Because despite the backlash, WhatsApp is still determined to push through with its previously announced changes.
Here’s what you need to know.
WhatsApp Will Still Proceed with New Privacy Update & Will Display Banner in the App
According to an update on WhatsApp’s official blog, the app will be going ahead with its new privacy update despite the backlash.
However, this time, they’ll be going about it in a different way.
The previous announcement, WhatsApp claims, was met with a lot of “misinformation”, so this time, they’ll attempt to clear up the confusion in a few ways:
- Using the status function to update WhatsApp users about WhatsApp’s values and functions
- Placing a banner in the app which will provide more information on the new privacy update
- Include information to address people’s concerns
Eventually, the post said, the app will remind people to review and accept the changes to continue using the app.
WhatsApp also has harsh words for its competitors, which were alluded to, but not specified.
The messaging app pointed out that if a messaging app doesn’t have end-to-end encryption, it means your messages can be read, despite what is claimed.
WhatsApp also emphasised that people are willing to get a “safe” and “reliable” service, even at the expense of a messaging app having “limited” information.
Well, with this, we can safely say that, unless you’re living in Europe, you’ll have to accept the terms and conditions or move on.
The Privacy Update
For those who are still catching up, the change in privacy notice means that your information on WhatsApp will be shared with Facebook.

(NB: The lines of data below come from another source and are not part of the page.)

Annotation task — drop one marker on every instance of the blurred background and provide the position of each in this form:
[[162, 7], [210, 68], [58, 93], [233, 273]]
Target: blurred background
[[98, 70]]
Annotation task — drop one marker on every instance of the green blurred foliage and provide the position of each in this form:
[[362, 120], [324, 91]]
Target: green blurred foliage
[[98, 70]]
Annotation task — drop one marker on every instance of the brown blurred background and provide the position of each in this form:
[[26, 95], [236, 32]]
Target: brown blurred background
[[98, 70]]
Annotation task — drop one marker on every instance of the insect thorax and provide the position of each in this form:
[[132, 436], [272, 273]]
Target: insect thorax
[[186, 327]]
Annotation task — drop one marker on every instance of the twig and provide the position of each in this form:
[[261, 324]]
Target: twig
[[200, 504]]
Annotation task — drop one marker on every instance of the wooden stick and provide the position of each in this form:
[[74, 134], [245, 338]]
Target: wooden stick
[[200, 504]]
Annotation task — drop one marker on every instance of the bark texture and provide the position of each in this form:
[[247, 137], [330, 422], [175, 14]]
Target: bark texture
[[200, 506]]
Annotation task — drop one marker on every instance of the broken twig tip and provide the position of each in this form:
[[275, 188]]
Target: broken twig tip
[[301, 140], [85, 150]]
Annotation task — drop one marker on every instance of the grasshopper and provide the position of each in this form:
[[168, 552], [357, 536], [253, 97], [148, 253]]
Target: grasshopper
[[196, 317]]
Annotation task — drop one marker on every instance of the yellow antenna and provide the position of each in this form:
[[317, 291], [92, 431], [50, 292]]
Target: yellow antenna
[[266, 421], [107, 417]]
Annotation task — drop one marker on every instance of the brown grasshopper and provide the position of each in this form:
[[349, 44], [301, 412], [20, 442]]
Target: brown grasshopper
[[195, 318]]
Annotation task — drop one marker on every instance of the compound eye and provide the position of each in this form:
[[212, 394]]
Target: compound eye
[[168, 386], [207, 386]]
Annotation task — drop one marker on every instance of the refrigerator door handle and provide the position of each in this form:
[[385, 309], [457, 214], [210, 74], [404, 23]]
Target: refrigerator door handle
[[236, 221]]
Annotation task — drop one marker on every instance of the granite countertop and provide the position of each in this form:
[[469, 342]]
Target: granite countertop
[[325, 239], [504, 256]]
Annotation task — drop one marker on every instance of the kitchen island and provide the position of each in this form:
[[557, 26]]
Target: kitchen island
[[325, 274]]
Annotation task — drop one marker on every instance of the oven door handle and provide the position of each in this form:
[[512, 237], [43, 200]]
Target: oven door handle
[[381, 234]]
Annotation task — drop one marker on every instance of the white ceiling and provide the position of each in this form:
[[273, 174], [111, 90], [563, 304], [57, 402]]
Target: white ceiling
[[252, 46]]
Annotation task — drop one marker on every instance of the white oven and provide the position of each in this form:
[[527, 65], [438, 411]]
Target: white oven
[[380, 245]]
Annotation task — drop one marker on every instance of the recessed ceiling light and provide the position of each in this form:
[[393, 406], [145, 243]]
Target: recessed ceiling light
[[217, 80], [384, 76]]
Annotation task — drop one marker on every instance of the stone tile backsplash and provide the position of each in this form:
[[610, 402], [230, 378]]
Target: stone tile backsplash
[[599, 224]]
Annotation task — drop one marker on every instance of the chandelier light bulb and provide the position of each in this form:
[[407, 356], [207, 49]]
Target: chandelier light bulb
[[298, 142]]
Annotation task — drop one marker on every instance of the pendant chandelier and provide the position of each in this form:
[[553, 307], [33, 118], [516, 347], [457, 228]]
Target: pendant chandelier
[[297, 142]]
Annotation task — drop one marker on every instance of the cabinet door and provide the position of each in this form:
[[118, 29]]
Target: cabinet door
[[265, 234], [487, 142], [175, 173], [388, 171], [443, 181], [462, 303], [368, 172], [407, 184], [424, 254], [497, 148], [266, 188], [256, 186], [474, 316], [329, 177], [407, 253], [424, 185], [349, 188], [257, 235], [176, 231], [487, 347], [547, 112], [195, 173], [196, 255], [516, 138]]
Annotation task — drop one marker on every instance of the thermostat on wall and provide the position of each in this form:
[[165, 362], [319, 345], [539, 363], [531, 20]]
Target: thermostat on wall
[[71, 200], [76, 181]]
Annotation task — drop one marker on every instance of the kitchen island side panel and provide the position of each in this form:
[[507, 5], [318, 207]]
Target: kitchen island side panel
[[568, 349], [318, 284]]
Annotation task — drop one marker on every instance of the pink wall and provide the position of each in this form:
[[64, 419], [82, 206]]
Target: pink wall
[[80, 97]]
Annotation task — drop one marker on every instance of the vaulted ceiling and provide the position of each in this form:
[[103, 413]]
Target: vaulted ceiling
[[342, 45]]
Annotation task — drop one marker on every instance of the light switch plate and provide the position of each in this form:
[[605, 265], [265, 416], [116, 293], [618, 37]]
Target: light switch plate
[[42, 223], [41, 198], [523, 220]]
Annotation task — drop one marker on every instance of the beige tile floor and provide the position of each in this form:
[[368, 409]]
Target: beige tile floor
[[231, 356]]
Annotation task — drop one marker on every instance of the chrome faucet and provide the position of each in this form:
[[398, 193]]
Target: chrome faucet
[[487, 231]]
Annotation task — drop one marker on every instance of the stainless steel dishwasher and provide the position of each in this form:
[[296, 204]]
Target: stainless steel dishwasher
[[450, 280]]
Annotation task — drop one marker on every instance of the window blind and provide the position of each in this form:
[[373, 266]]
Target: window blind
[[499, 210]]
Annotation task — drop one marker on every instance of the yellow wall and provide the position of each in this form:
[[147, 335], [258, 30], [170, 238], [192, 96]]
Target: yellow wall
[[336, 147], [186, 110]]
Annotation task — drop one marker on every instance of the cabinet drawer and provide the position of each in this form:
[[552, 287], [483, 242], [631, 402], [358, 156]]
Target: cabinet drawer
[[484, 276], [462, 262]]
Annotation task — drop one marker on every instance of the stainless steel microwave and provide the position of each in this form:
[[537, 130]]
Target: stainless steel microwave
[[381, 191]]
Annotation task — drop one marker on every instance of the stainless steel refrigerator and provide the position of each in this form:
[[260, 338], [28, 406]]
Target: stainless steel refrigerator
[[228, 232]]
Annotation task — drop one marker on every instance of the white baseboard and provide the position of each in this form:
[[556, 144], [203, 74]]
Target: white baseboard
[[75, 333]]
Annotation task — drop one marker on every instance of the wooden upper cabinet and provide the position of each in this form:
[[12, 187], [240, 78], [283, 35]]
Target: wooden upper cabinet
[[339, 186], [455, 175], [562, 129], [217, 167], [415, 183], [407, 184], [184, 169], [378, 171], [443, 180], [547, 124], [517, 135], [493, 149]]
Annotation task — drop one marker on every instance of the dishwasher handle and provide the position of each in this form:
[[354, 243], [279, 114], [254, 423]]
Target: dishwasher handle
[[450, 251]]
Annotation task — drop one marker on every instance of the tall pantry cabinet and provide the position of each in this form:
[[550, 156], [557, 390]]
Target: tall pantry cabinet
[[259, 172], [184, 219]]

It was later clarified that private messages (such as your chat with a girlfriend badmouthing another girlfriend) will remain private.
You can read more about the privacy update here.
Oh, and for those interested, here’s how you can migrate your entire chat history to other apps.
No, we’re not telling you to jump ship; we’re just giving you the option.
After all, as this professor said, it’s users themselves who have to decide how much of a trade-off they want to make when it comes to their own personal data.